In creating her show, Crossley not only keeps in mind from what knowledge base people are coming from but also from what experience. While many panels around politics and culture often cycle through very visible experts, or as Crossley calls them the usual suspects, for “Under the Radar,” she works to curate a wide net of speakers and experts.
“It doesn’t make sense to use the same four people. That’s just lazy. So we’re not going to do that. So right away a couple of things happened. Right away, you get more women, persons of color because they aren’t part of the usual five. And I want to be clear, there’s nothing wrong with the usual suspects! They’re great! They’re just overused, and you can use someone else. What sometimes is even equally frustrating because the usual suspects have tried to tell people to use other people, saying ‘hey, have you tried my colleague’ and gotten ‘no. we want you.’ But that’s not my thing.”
Crossley smiles, remembering one anecdote in the process of requesting speakers. “I laugh because I had an interesting conversation with a guy who called in. We had been trying to reach out to a woman who was head of this thing, she was going to get back to us and the next thing we know he’s calling back saying, ‘Oh, she told me what you were talking about and she said, you know, that I was probably the best person to do it.’ So my producer said to me, ‘What should I do?’ and I said ‘Call him back and tell him, no, thank you, I knew who I asked for.’ And he was highly offended. Then he thought he was doing himself a favor of listing where he had been interviewed many times, so I wrote back, ‘This is exactly why I was not interested in having you. You’re not following me.’”

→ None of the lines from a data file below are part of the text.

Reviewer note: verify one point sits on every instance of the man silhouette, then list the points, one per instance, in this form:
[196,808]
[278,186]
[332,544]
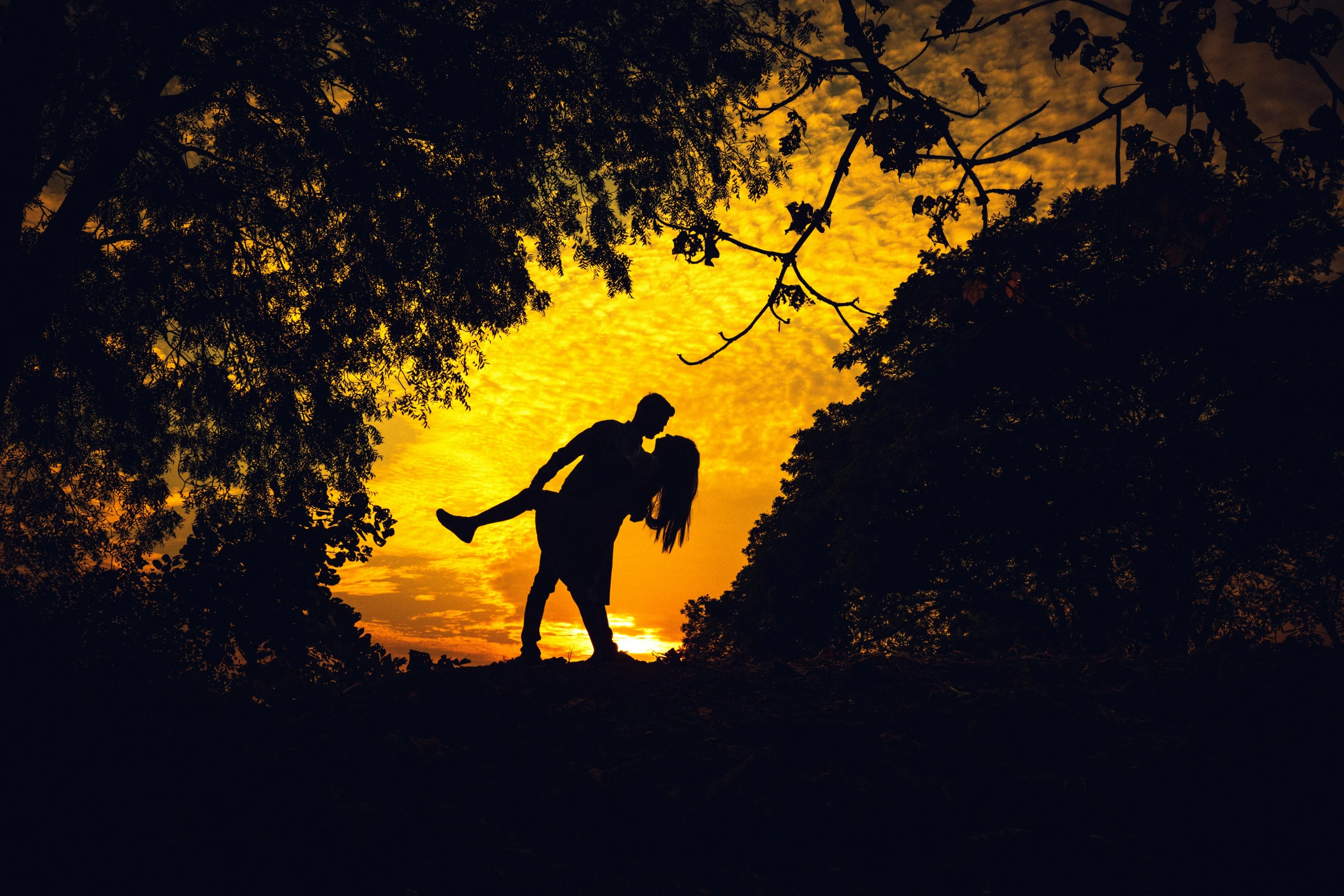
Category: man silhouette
[612,459]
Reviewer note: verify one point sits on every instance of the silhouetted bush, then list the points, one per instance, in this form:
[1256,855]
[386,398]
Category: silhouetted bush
[1112,426]
[245,602]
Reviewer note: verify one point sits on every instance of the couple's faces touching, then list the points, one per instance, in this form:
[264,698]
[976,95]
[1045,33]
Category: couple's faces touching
[650,425]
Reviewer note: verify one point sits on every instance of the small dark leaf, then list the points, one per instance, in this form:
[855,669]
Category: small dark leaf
[955,15]
[1253,26]
[1326,118]
[976,83]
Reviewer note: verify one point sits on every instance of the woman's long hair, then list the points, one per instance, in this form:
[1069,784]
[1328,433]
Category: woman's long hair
[679,472]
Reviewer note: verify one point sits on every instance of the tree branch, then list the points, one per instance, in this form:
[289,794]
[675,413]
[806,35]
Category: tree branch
[1003,19]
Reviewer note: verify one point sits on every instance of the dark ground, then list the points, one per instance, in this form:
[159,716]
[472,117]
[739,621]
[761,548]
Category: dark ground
[1018,775]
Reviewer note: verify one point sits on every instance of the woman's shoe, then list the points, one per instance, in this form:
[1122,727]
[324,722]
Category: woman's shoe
[456,524]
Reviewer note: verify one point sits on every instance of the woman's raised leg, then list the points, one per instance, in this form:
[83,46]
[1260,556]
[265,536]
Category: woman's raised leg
[464,527]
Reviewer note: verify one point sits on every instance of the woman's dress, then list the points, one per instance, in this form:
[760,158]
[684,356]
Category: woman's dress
[577,535]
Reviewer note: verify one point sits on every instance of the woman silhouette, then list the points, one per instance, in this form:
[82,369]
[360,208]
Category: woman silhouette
[577,532]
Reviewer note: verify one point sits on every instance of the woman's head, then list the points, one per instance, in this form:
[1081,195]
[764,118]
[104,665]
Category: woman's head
[679,480]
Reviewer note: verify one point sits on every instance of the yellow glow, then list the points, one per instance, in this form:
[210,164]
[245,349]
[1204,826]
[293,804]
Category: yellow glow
[592,358]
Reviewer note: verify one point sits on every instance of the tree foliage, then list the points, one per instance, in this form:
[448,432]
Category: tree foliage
[908,125]
[1107,428]
[245,233]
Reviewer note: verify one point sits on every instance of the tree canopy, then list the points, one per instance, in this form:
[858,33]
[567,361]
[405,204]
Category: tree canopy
[1108,428]
[245,233]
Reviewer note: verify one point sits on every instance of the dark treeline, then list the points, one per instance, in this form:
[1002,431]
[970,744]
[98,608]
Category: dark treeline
[1113,426]
[244,236]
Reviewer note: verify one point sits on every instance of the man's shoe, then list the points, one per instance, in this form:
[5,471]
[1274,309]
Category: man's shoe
[612,655]
[456,524]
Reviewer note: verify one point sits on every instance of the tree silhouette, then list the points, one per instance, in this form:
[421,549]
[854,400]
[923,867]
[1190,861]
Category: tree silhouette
[250,232]
[1086,432]
[908,127]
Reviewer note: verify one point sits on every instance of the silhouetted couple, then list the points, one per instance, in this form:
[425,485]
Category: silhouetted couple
[577,525]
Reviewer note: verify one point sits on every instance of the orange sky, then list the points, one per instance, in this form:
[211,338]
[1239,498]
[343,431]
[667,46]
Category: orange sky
[592,356]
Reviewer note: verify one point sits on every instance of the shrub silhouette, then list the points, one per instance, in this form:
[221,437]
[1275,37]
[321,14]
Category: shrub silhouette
[1111,426]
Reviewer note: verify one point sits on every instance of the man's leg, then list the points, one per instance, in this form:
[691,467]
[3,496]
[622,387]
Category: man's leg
[542,587]
[598,628]
[464,527]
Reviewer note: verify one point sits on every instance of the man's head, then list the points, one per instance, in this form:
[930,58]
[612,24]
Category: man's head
[652,416]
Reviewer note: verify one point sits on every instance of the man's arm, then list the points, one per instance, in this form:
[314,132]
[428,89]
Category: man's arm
[578,447]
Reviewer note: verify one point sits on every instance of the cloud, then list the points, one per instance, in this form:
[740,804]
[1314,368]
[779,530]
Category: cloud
[592,356]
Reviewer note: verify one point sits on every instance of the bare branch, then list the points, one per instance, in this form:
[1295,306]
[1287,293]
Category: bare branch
[1041,141]
[1000,133]
[786,260]
[730,340]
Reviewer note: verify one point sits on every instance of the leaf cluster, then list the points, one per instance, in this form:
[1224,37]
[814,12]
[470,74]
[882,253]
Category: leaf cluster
[1101,429]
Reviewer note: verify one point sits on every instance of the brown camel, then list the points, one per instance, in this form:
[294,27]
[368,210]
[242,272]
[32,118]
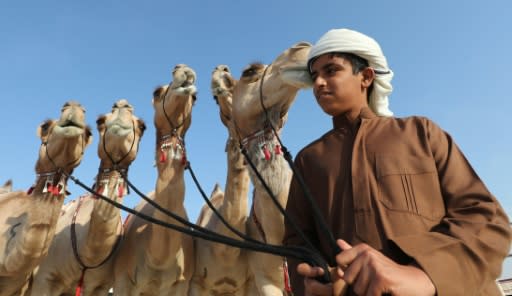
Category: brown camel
[221,269]
[29,218]
[93,224]
[275,87]
[154,260]
[7,187]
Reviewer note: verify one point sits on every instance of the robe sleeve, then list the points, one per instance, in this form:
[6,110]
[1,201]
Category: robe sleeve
[298,210]
[464,253]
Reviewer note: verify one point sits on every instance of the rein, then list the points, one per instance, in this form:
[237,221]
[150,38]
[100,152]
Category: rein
[297,252]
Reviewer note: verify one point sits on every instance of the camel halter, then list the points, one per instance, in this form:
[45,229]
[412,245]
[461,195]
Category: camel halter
[115,164]
[174,128]
[49,185]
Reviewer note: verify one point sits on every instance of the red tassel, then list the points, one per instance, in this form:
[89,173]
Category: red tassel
[277,149]
[287,285]
[79,289]
[120,190]
[163,156]
[99,191]
[266,152]
[55,190]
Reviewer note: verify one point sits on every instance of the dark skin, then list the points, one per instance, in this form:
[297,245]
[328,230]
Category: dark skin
[368,271]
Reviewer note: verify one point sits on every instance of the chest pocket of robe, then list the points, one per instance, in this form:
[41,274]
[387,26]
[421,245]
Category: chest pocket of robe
[410,184]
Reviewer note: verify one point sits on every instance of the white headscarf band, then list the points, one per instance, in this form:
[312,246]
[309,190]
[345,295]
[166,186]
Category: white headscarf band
[349,41]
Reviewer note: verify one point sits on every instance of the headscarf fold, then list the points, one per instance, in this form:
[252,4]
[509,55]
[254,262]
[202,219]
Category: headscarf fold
[349,41]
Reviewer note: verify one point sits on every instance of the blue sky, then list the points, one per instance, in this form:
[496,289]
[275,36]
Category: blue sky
[450,58]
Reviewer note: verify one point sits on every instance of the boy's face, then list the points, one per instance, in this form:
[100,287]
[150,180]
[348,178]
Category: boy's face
[336,88]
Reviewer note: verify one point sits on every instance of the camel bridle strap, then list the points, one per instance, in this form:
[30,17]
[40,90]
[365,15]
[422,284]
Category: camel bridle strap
[74,243]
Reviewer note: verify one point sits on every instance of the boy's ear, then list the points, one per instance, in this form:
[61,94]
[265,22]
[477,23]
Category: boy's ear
[368,76]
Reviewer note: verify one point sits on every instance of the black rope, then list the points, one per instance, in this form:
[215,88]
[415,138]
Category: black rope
[296,252]
[212,207]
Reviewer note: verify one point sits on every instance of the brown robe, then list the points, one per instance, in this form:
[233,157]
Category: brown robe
[403,187]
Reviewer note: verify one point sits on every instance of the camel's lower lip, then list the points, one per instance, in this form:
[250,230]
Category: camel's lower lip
[71,124]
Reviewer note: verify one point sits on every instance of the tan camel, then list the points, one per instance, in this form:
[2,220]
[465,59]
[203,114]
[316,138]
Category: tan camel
[7,187]
[90,229]
[29,219]
[279,84]
[154,260]
[221,269]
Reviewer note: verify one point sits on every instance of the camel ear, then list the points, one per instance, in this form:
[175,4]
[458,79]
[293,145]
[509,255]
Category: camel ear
[157,94]
[43,128]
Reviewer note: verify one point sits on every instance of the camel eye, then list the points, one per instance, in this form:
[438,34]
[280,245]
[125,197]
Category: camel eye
[249,72]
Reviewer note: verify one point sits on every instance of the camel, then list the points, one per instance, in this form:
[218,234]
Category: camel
[275,86]
[29,218]
[92,223]
[221,269]
[154,260]
[7,187]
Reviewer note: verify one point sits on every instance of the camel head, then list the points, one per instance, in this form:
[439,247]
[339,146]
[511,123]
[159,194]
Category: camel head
[222,85]
[275,86]
[120,133]
[63,140]
[173,103]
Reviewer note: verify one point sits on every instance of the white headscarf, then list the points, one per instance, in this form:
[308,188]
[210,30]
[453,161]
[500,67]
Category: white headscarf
[349,41]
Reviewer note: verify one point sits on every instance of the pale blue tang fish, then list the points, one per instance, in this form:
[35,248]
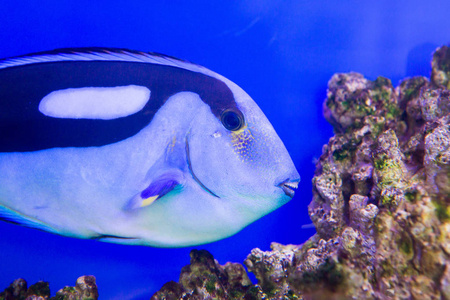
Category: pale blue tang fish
[134,148]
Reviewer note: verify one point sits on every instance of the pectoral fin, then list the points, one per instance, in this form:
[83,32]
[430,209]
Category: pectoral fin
[156,190]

This acknowledgment of those overlooked by the mainstream has benefitted Crossley and her work, setting her and her show apart from the abundance of content. “It is very intentional. That’s the word you’ll hear around conversations of inclusion and diversity, and that is why I am very professionally intentional about this. That doesn’t mean I don’t have all kind of folks on, but when you focus on who you haven’t been hearing from it really opens up your world. It certainly has opened up my world.”